Pt/SrTiO3光催化全分解水过程中水氧化活性位点的研究

doi:10.1016/S1872-2067(21)64048-2

催化学报 ›› 2022, Vol. 43 ›› Issue (8): 2223-2230.DOI: 10.1016/S1872-2067(21)64048-2

Pt/SrTiO₃光催化全分解水过程中水氧化活性位点的研究

张宪文^a^,^b, 李政^a, 刘太丰^c, 李名润^a, 曾超斌^d, 松本弘昭^d, 韩洪宪^a^,^*()

^a中国科学院大连化学物理研究所, 催化基础国家重点实验室, 洁净能源国家实验室(筹), 辽宁大连116023
^b中国科学院大学, 北京100049
^c河南大学纳米杂化材料应用技术国家地方联合工程研究中心, 河南开封475004
^d日立高新技术(上海)国际贸易有限公司, 上海201203

收稿日期:2022-01-04 接受日期:2022-03-07 出版日期:2022-08-18 发布日期:2022-06-20
通讯作者: 韩洪宪
基金资助:
国家重点研发计划(2017YFA0204800);国家自然科学基金(21761142018);国家自然科学基金(22088102)

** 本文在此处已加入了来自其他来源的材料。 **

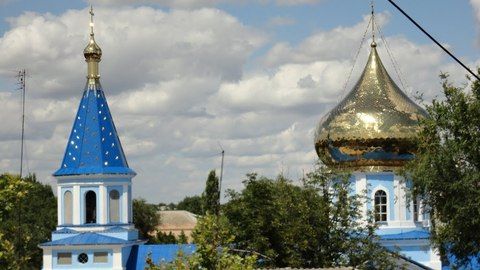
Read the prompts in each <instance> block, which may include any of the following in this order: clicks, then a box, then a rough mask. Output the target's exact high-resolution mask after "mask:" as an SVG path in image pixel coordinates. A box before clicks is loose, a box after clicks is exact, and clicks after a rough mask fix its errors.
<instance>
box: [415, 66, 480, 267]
mask: <svg viewBox="0 0 480 270" xmlns="http://www.w3.org/2000/svg"><path fill="white" fill-rule="evenodd" d="M441 79H442V86H443V94H444V95H445V99H444V100H433V102H432V103H431V105H427V106H426V109H427V111H428V113H429V116H430V117H429V118H427V119H424V120H422V121H421V126H422V128H423V130H422V131H421V132H420V134H419V135H418V139H419V140H418V142H419V145H418V146H419V147H418V154H417V156H416V159H415V160H414V161H413V162H411V163H410V164H408V166H407V168H406V173H407V174H408V177H410V178H411V179H412V181H413V186H414V188H413V195H414V196H419V197H420V198H421V199H422V200H423V202H424V203H425V204H426V205H428V206H429V207H430V208H431V211H430V214H431V216H432V217H433V218H432V224H433V227H434V229H433V231H432V240H433V242H434V243H435V244H436V245H437V247H439V248H440V250H443V251H444V252H445V253H449V254H453V255H454V256H455V257H456V258H457V260H458V262H459V264H460V265H462V264H463V265H465V264H466V263H467V262H468V260H469V257H470V256H477V255H478V254H479V253H480V234H478V233H477V232H478V231H480V213H479V210H478V209H480V192H479V187H480V129H479V127H480V82H479V81H473V82H472V83H471V92H468V91H465V88H460V87H455V86H454V85H452V84H451V83H450V82H449V81H448V76H447V75H441Z"/></svg>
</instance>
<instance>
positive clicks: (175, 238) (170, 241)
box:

Water oxidation sites located at the interface of Pt/SrTiO₃ for photocatalytic overall water splitting

Xianwen Zhang^a^,^b, Zheng Li^a, Taifeng Liu^c, Mingrun Li^a, Chaobin Zeng^d, Hiroaki Matsumoto^d, Hongxian Han^a^,^*()

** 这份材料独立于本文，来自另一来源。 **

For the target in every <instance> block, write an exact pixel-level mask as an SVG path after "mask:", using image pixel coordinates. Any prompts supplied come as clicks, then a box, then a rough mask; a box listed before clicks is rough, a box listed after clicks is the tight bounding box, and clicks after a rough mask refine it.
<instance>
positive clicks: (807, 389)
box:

^aState Key Laboratory of Catalysis and Dalian National Laboratory for Clean Energy, Dalian Institute of Chemical Physics, Chinese Academy of Sciences, Dalian 116023, Liaoning, China
^bUniversity of Chinese Academy of Sciences, Beijing 100049, China
^cNational & Local Joint Engineering Research Center for Applied Technology of Hybrid Nanomaterials, Henan University, Kaifeng 475004, Henan, China
^dHitachi High-Tech (Shanghai) Co., Ltd., Shanghai 201203, China

Received:2022-01-04 Accepted:2022-03-07 Online:2022-08-18 Published:2022-06-20
Contact: Hongxian Han
Supported by:
National Key R&D Program of China(2017YFA0204800);National Natural Science Foundation of China(21761142018);National Natural Science Foundation of China(22088102)

摘要/Abstract

摘要：

光催化全分解水制氢是转换太阳能的理想途径之一. 目前, 实现光催化全分解水的半导体光催化剂多为n型半导体, 并且需要担载助催化剂. 当n型半导体担载产氢助催化剂时, 由于能带弯曲, 空穴更容易迁移至半导体的表面. 因此, n型半导体的表面被认为是产氧活性位点. 光催化全分解水过程中, 水氧化半反应被认为是速率决定步骤, 因此, 深入认识水氧化活性位点意义重大. SrTiO₃是一种能够高效光催化全分解水的n型半导体光催化剂, Pt是一种常见的产氢助催化剂.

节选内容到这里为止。